Mary. You know we are always here (as you are, for us) anytime you need to vent or explain, or ask questions. I wish I had some answers for you, but I don't.

I'm glad you are going to have the echo. It is important for you to have those measurements to guide you.

Best of luck and please keep us posted.

Marguerite
 
Mary said:
Harry,
My jugular veins are more prominent

Oh, you just have to go and make things easier for Ross, don't you? :D

Seriously, vent and whine away......a Helluva good cheese for a helluva a good whine.........God knows you have listened to and held my hand through enough of mine..........and thousands of others' on here. I just wish I had some answers for you. I do know that 6 month visits is not a bad thing. Ditto on the others' opinions that you just have a conscientious card who is monitoring you closely. If it makes you feel any better, Katie has been going in monthly..........yep, monthly! We just graduated at our last PC appointment May third to quarterly visits, so we don't go back until August. Yippeee!!!! I hear our insurance company singing "Hallelujah!" in the background - or is that my checkbook?! :D Oh, and Katie was on thirty milligrams of lasix up until a couple of months ago, so me thinks the lady doth protest too much at an increase! dunno if I would up it by 40 more, though, and certainly not at bedtime..........you'll be up peeing all night..........and not from the wine. Sending you lots of love and hugs and prayers that this all resolves somehow. Love ya. J.
 
well, dang it all. We are all concerned about you and hope they can get this under control. We don't want you having a worse treatment. Listen to Nancy - she knows. Blessins...
 
Ok,
I'm over it.
I guess I had hoped/secretly believed that the August diagnosis was wrong, or that I had been doing such a great job fighting it, that it had just magically gone away.
I wasn't rattled as much as I was delusional!!!:p :p :p :p
So I've left lala land and got my feet back on solid ground. ;) ;)
Thanks for listening to me vent.:)
 
Mary said:
Ok,
I'm over it.
I guess I had hoped/secretly believed that the August diagnosis was wrong, or that I had been doing such a great job fighting it, that it had just magically gone away.
I wasn't rattled as much as I was delusional!!!:p :p :p :p
So I've left lala land and got my feet back on solid ground. ;) ;)
Thanks for listening to me vent.:)


Mary, I think I understand what you are going through. It is a little discomforting to be where part of you understands why the cardio wants you to come back in 6 months, knowing you really aren't feeling top notch, and wanting to have this all behind you.

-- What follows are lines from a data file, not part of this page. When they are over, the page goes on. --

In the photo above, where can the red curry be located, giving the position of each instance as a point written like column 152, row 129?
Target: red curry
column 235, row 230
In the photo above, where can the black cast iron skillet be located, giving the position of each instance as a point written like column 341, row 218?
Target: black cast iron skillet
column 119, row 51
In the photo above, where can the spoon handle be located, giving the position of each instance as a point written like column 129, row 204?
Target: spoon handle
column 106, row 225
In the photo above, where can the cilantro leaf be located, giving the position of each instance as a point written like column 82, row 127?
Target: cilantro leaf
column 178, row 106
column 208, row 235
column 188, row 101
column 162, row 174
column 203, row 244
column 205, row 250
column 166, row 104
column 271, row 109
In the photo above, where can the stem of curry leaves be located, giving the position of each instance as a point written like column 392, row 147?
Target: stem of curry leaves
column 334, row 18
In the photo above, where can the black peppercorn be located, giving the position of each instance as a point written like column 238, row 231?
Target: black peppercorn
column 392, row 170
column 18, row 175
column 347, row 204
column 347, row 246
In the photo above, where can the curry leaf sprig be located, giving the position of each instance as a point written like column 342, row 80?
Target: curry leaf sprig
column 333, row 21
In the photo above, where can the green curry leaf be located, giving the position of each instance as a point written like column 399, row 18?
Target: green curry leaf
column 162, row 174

I might have to go back and read your old posts to remind me of your heart history and how you ended up with pericardial constriction. What I'm thinking right now is that even if it eventually requires another surgery at least it is fixable and you might end up in better shape then you are now. My sister recently worked with a young man in his 20s that had OHS with complications including pericardial constriction and required a second surgery months later. She wasn't sure of all the details but I surmised he had a pretty rough time of it, especially with mentally dealing with that he was not fixed with the first surgery. The 2nd surgery however made a world of difference and he is in the process of getting hold of living one more time.

I hope all goes well for you and that one day this will be behind you. You can whine anytime you like because I really do understand your frustration. I sometimes find myself in that place and it takes me a few days to refocus on all the good things that I have been blessed with and get things back in perspective. Hugs to you.